Kayden mcdonald
Full Name: Kayden McDonald
Date of Birth: February 8, 2005
Age (as of May 2025): 20
Hometown: Suwanee, Georgia
High School: North Gwinnett High School (Suwanee, GA)
Current School: Ohio State Buckeyes football
Previous School: N/A — three-year Ohio State player
Conference: Big Ten
Academic Major: Communications
Years at School: 3rd year (Junior standing in 2025)
Transfer History: None Redshirt Status: No redshirt utilized
Eligibility Remaining: Final season (2025) / 2026 NFL Draft eligible
FootBall Information
Position(s) Played: Defensive Tackle (Nose Tackle / 1-Tech, 3-Tech), occasional short-yardage fullback (2023 bowl)
Primary Position: Nose Tackle (NT / 1-Tech)
Pro Position Projection: High-floor starting Nose Tackle — fits both 3-4 and 4-3 systems
Jersey Number: #98
Starter or Backup: Rotational (2023–2024); Full-time starter (2025)

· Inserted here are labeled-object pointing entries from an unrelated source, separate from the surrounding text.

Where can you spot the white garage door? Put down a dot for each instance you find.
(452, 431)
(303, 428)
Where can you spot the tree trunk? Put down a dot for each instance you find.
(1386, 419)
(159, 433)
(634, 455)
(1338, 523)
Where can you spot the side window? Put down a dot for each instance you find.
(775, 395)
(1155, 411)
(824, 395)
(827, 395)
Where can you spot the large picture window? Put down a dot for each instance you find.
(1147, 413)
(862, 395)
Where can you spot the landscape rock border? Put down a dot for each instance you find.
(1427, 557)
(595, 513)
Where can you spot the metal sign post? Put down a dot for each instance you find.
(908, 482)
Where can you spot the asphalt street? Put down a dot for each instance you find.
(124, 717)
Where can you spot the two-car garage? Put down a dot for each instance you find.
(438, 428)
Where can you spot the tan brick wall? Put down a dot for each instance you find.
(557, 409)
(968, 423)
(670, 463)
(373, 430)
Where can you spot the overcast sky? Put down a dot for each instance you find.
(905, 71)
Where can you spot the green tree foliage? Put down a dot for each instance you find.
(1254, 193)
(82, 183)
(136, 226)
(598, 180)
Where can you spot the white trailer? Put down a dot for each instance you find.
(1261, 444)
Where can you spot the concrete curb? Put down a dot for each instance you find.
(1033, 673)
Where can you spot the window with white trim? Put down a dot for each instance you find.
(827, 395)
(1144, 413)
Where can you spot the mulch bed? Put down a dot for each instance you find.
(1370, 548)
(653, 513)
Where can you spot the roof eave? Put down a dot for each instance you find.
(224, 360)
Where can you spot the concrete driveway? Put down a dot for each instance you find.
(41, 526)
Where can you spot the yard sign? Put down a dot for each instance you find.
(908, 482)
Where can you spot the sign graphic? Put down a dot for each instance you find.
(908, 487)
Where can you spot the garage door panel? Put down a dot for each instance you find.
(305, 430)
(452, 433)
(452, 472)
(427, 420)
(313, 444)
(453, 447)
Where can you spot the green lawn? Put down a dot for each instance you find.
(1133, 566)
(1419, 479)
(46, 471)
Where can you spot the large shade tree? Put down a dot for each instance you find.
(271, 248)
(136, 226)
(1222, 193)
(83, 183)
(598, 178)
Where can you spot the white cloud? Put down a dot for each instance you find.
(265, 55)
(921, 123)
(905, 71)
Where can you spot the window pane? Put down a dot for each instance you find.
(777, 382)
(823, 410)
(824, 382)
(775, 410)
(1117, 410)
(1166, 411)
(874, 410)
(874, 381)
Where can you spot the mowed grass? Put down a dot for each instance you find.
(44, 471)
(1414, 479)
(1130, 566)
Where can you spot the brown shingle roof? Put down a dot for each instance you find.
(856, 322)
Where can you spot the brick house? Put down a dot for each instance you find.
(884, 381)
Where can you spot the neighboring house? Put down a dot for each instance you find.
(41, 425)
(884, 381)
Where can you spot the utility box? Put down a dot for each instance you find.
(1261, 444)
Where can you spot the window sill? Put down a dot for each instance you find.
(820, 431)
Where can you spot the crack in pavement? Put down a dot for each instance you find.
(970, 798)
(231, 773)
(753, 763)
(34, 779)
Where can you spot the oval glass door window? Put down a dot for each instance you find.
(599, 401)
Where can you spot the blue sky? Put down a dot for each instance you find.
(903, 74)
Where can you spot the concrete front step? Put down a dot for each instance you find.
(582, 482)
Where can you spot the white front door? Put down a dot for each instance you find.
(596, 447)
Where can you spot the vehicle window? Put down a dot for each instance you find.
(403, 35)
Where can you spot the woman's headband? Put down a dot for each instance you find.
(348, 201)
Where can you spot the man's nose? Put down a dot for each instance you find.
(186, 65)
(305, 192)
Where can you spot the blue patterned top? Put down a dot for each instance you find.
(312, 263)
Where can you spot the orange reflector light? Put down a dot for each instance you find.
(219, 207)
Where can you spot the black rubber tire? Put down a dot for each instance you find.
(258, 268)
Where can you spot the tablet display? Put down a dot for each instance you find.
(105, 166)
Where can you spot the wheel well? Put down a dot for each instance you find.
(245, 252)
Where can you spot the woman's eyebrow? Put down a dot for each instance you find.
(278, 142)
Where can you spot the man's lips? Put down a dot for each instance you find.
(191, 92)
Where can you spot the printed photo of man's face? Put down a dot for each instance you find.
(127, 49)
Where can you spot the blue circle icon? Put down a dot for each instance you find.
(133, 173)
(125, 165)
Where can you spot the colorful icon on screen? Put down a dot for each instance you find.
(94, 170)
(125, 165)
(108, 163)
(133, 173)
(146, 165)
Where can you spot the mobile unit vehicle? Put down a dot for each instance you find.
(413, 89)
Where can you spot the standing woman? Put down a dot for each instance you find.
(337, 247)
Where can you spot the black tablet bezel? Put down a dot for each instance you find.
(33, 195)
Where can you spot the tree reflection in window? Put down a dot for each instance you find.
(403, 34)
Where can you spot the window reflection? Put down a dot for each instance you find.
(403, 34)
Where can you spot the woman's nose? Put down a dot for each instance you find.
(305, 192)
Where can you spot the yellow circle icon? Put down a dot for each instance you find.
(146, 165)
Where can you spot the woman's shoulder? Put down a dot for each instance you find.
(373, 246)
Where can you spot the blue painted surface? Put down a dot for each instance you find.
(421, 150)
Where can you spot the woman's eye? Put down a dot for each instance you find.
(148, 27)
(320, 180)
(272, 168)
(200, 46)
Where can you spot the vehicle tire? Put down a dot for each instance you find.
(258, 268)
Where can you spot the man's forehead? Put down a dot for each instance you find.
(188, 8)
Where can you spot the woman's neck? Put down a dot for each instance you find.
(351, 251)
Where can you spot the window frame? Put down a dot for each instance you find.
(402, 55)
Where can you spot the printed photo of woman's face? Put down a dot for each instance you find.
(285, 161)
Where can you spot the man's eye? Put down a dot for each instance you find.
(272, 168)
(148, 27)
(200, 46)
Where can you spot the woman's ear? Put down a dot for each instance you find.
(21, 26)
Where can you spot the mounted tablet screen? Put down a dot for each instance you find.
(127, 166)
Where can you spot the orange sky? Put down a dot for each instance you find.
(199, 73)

Team Captain Status: Not publicly disclosed
Games Played / Started:
2023 (Ohio State): 7 games (0 starts) — 1 tackle, 1 TFL, 1 PBU; also utilized as short-yardage fullback in the Goodyear Cotton Bowl
2024 (Ohio State): 16 games (4 starts) — 19 tackles, 1.5 TFL, 1 PBU, 1 QB hurry; rotational role behind first-round pick Tyleik Williams; part of national championship run
2025 (Ohio State): 14 games (14 starts) — 65 tackles, 9.0 TFL (29 yards), 3.0 sacks, 2 forced fumbles, 2 PBUs; career-high 8 tackles three times (vs. Texas, Penn State, Miami); Unanimous All-American; Big Ten Defensive Lineman of the Year; Outland Trophy finalist; First-Team All-Big Ten; Academic All-Big Ten
Career Totals: 85 tackles, 11.0 TFL (33 yards), 3.0 sacks, 3 PBUs across 37 games, 14 starts
Injury History: No significant injuries reported Suspensions /
Disciplinary Issues: None reported
Coach History (2025):
Head Coach: Ryan Day
Defensive Coordinator: Matt Patricia
Defensive Line Coach: Larry Johnson
Off-Field: Two-time OSU Scholar-Athlete; two-time Academic All-Big Ten; ambassador for Ronald McDonald House Charities of Central Ohio
Physical Measurements
Height: 6020
Weight: 326 lbs (NFL Combine)
Arm Length: 32 1/4"
Hand Size: 9 3/4"
Wingspan: Not publicly disclosed
40-Yard Dash: 5.15 seconds
summary
summary
Seven sacks in a single playoff game. A school-record 46 sacks and 131 tackles for loss before ever setting foot in Columbus. Carrying the ball 77 times for 11 touchdowns as a senior defensive lineman just because his coaches could. Kayden McDonald was doing things in the Georgia prep ranks that defied the position entirely, and Ohio State took one look at those numbers and made him one of the crown jewels of their 2023 recruiting class.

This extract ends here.